Identification of epigenetically affected pathways in testis after paternal heat exposure

In testis, 322 out of 361 genes with DMRs identified were recognized by the String database, again using gene function data of Mus musculus as a reference (Fig. 5). Even though we had increased the stringency interaction detection score from 0.4 to 0.5, the network analysis resulted in significantly more interactions than would be expected in a random data set of similar size (nobs = 255, nexp = 160, p = 2.49e–12). This indicated that the proteins are at least partially biologically connected as a group. After extraction, the DNAs of sons’ testes had been equally molarly pooled according to father to reduce sequencing costs and to facilitate data handling. However, this cost saving approach is traded for the loss of individual-specific DMRs analysis. We, therefore, chose the most conservative approach focussing on DMRs, which were detected in testes of all five father-sorted son groups.

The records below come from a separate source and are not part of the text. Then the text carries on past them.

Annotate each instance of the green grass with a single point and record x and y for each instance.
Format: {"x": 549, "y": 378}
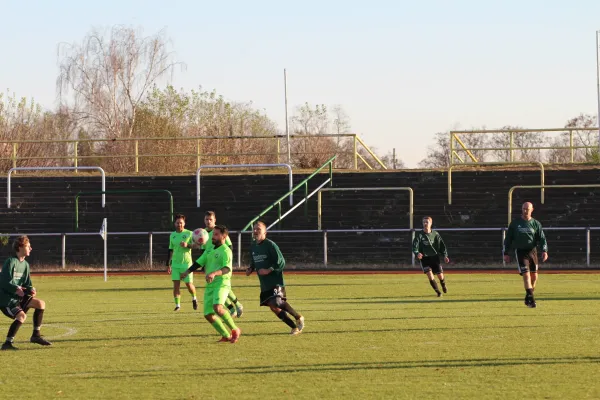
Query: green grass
{"x": 366, "y": 336}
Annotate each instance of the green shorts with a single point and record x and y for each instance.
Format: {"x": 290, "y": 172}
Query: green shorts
{"x": 177, "y": 270}
{"x": 215, "y": 295}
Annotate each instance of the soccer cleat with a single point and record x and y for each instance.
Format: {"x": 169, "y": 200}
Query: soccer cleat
{"x": 8, "y": 346}
{"x": 40, "y": 340}
{"x": 300, "y": 324}
{"x": 235, "y": 335}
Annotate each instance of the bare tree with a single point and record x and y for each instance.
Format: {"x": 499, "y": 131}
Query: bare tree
{"x": 105, "y": 77}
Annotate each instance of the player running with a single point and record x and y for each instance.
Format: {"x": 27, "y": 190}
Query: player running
{"x": 210, "y": 219}
{"x": 218, "y": 265}
{"x": 267, "y": 260}
{"x": 17, "y": 295}
{"x": 428, "y": 246}
{"x": 523, "y": 236}
{"x": 180, "y": 258}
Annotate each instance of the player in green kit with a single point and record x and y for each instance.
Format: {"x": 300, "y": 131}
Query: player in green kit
{"x": 210, "y": 220}
{"x": 17, "y": 295}
{"x": 218, "y": 265}
{"x": 180, "y": 258}
{"x": 267, "y": 260}
{"x": 428, "y": 246}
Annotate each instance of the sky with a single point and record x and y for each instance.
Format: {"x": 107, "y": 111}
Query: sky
{"x": 401, "y": 70}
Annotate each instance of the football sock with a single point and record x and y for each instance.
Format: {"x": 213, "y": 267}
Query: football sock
{"x": 433, "y": 284}
{"x": 219, "y": 327}
{"x": 12, "y": 331}
{"x": 228, "y": 321}
{"x": 38, "y": 317}
{"x": 288, "y": 308}
{"x": 288, "y": 321}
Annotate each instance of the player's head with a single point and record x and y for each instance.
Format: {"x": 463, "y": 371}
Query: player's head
{"x": 220, "y": 233}
{"x": 427, "y": 223}
{"x": 260, "y": 231}
{"x": 210, "y": 220}
{"x": 526, "y": 210}
{"x": 22, "y": 246}
{"x": 179, "y": 222}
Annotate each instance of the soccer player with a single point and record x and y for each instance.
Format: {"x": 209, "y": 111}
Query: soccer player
{"x": 218, "y": 265}
{"x": 180, "y": 258}
{"x": 524, "y": 235}
{"x": 267, "y": 260}
{"x": 17, "y": 295}
{"x": 210, "y": 220}
{"x": 428, "y": 246}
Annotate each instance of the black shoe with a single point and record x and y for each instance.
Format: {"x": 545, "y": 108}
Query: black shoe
{"x": 40, "y": 340}
{"x": 8, "y": 346}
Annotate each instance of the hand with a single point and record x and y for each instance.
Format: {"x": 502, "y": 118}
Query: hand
{"x": 210, "y": 277}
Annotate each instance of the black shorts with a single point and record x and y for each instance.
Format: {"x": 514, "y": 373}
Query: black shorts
{"x": 527, "y": 260}
{"x": 431, "y": 264}
{"x": 274, "y": 297}
{"x": 11, "y": 312}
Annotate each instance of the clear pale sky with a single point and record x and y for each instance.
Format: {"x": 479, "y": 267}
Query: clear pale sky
{"x": 402, "y": 70}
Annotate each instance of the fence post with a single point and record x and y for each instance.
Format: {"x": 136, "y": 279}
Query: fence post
{"x": 75, "y": 162}
{"x": 150, "y": 248}
{"x": 64, "y": 249}
{"x": 136, "y": 157}
{"x": 588, "y": 241}
{"x": 325, "y": 248}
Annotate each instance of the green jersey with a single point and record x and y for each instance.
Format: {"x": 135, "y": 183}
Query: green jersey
{"x": 214, "y": 260}
{"x": 14, "y": 273}
{"x": 209, "y": 244}
{"x": 266, "y": 255}
{"x": 181, "y": 255}
{"x": 429, "y": 244}
{"x": 525, "y": 235}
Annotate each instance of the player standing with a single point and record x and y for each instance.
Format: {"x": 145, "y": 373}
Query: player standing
{"x": 524, "y": 235}
{"x": 267, "y": 260}
{"x": 217, "y": 264}
{"x": 428, "y": 246}
{"x": 180, "y": 258}
{"x": 17, "y": 295}
{"x": 232, "y": 303}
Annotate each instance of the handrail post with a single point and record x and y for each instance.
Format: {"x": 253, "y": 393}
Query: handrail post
{"x": 75, "y": 161}
{"x": 136, "y": 157}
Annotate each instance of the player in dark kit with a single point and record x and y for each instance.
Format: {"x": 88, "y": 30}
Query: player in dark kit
{"x": 523, "y": 236}
{"x": 267, "y": 260}
{"x": 428, "y": 246}
{"x": 17, "y": 295}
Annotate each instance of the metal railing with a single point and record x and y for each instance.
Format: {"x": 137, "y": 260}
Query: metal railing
{"x": 538, "y": 163}
{"x": 71, "y": 150}
{"x": 287, "y": 166}
{"x": 457, "y": 145}
{"x": 122, "y": 192}
{"x": 323, "y": 232}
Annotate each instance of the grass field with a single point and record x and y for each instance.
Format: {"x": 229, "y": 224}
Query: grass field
{"x": 366, "y": 336}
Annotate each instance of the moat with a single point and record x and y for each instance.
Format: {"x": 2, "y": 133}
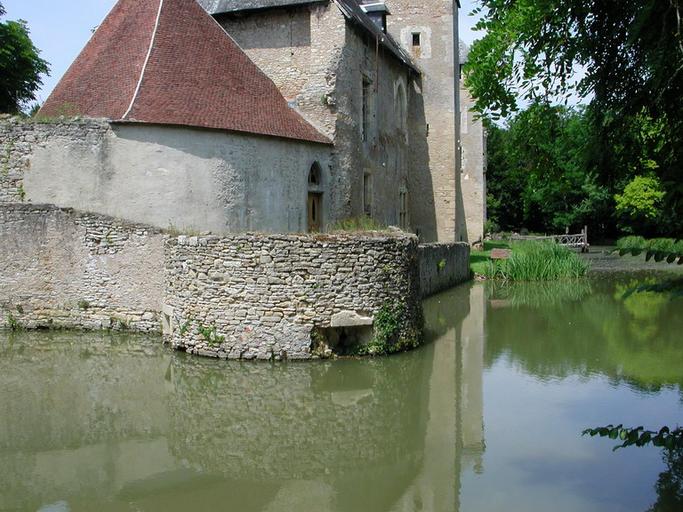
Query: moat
{"x": 486, "y": 416}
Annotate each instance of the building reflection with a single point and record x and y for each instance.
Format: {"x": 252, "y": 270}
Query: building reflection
{"x": 161, "y": 431}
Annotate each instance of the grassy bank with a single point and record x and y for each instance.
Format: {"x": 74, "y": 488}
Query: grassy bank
{"x": 529, "y": 261}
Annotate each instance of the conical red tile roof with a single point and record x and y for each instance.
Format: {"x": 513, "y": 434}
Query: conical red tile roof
{"x": 169, "y": 62}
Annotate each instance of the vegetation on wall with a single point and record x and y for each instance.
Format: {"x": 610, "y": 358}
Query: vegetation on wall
{"x": 20, "y": 66}
{"x": 624, "y": 60}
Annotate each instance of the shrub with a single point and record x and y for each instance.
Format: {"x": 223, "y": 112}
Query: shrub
{"x": 538, "y": 261}
{"x": 363, "y": 223}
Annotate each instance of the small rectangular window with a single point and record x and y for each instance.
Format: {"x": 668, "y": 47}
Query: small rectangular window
{"x": 365, "y": 114}
{"x": 403, "y": 209}
{"x": 367, "y": 194}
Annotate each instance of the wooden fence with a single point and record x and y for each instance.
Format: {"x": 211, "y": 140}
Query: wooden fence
{"x": 574, "y": 241}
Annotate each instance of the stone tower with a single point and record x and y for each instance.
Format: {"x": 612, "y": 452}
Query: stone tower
{"x": 428, "y": 29}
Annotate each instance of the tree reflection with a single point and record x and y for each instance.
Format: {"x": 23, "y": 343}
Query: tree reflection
{"x": 669, "y": 485}
{"x": 562, "y": 329}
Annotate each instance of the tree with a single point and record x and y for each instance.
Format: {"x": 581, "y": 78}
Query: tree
{"x": 540, "y": 175}
{"x": 640, "y": 204}
{"x": 624, "y": 58}
{"x": 20, "y": 66}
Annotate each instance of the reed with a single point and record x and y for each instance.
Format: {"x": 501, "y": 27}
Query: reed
{"x": 538, "y": 261}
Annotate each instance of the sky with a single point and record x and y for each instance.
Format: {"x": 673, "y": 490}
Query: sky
{"x": 61, "y": 28}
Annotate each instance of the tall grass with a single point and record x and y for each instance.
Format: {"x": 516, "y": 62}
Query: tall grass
{"x": 538, "y": 261}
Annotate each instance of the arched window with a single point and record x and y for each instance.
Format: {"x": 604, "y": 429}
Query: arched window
{"x": 401, "y": 107}
{"x": 403, "y": 220}
{"x": 314, "y": 176}
{"x": 315, "y": 198}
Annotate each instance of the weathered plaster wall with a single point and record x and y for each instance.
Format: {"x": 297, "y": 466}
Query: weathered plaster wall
{"x": 443, "y": 266}
{"x": 436, "y": 22}
{"x": 261, "y": 297}
{"x": 19, "y": 139}
{"x": 163, "y": 176}
{"x": 473, "y": 177}
{"x": 60, "y": 269}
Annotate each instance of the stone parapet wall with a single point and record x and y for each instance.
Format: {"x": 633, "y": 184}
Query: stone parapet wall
{"x": 249, "y": 296}
{"x": 63, "y": 269}
{"x": 19, "y": 139}
{"x": 442, "y": 266}
{"x": 271, "y": 296}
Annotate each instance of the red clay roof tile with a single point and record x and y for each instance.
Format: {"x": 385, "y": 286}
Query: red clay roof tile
{"x": 195, "y": 75}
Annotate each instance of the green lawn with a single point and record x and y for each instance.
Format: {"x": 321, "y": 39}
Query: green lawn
{"x": 479, "y": 259}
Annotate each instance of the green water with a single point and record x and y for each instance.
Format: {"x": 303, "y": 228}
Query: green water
{"x": 486, "y": 417}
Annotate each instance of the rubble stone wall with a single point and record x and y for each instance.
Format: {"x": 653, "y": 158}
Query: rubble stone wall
{"x": 264, "y": 297}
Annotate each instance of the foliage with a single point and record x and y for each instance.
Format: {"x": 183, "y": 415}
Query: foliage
{"x": 664, "y": 438}
{"x": 210, "y": 334}
{"x": 12, "y": 322}
{"x": 640, "y": 205}
{"x": 479, "y": 260}
{"x": 20, "y": 66}
{"x": 669, "y": 485}
{"x": 659, "y": 249}
{"x": 538, "y": 261}
{"x": 358, "y": 224}
{"x": 491, "y": 226}
{"x": 540, "y": 172}
{"x": 624, "y": 58}
{"x": 631, "y": 53}
{"x": 391, "y": 333}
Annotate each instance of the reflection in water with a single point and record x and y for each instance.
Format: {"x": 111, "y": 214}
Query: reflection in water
{"x": 99, "y": 422}
{"x": 595, "y": 329}
{"x": 110, "y": 423}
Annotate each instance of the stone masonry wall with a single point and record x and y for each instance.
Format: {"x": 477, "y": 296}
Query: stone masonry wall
{"x": 263, "y": 297}
{"x": 61, "y": 269}
{"x": 442, "y": 266}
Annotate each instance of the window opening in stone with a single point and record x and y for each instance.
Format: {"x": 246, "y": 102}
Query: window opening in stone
{"x": 365, "y": 120}
{"x": 403, "y": 208}
{"x": 314, "y": 212}
{"x": 367, "y": 194}
{"x": 417, "y": 43}
{"x": 314, "y": 175}
{"x": 401, "y": 108}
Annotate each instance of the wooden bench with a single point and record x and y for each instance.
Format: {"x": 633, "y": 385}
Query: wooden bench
{"x": 501, "y": 254}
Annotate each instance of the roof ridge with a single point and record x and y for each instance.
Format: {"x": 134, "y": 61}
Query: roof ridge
{"x": 144, "y": 65}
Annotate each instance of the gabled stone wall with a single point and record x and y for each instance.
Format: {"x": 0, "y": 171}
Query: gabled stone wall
{"x": 271, "y": 297}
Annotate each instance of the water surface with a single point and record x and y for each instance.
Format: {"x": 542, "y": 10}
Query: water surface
{"x": 487, "y": 416}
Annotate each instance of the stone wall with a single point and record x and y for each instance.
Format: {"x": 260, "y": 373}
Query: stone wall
{"x": 473, "y": 177}
{"x": 168, "y": 177}
{"x": 272, "y": 297}
{"x": 61, "y": 269}
{"x": 249, "y": 296}
{"x": 319, "y": 62}
{"x": 443, "y": 266}
{"x": 436, "y": 23}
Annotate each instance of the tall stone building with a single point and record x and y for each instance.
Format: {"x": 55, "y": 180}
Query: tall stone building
{"x": 473, "y": 160}
{"x": 284, "y": 116}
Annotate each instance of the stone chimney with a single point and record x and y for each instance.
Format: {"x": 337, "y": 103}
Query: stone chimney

The network identified genes in pathways with main metabolic functions such as cell proliferation, Wnt signaling pathway, immune system, locomotory, energy synthesis, as well as transcriptional gene regulation by transcription factors, RNA splicing, methyltransferases and chromatin structure.

Annotated differentially methylated regions shared between both tissues of sons in response to paternal heat exposure

We detected 19 annotated DMRs overlapping genes (CDS and promoter regions) that were shared between livers and testes in all five father-sorted son groups in response to prolonged paternal heat exposure. Of these annotated DMRs, 12 were located in CDS and seven in promoter regions (Table 1). No pathway-like connections were found when submitting those 19 genes to the String database. According to gene ontology terms (GO; Table 1) those 19 genes are involved in locomotory behaviour, embryonic development, cell proliferation, immune system, DNA repair and chromatin organisation, energy balance, homeostasis and ion transport, transcription regulation, apoptosis, spermatogenesis and exocytosis.

Table 1

In total, 19 genes (CDS and promoter regions) with DMRs were shared among all five father-sorted son groups sired before and after paternal heat exposure between their ‘livers’ and ‘testes’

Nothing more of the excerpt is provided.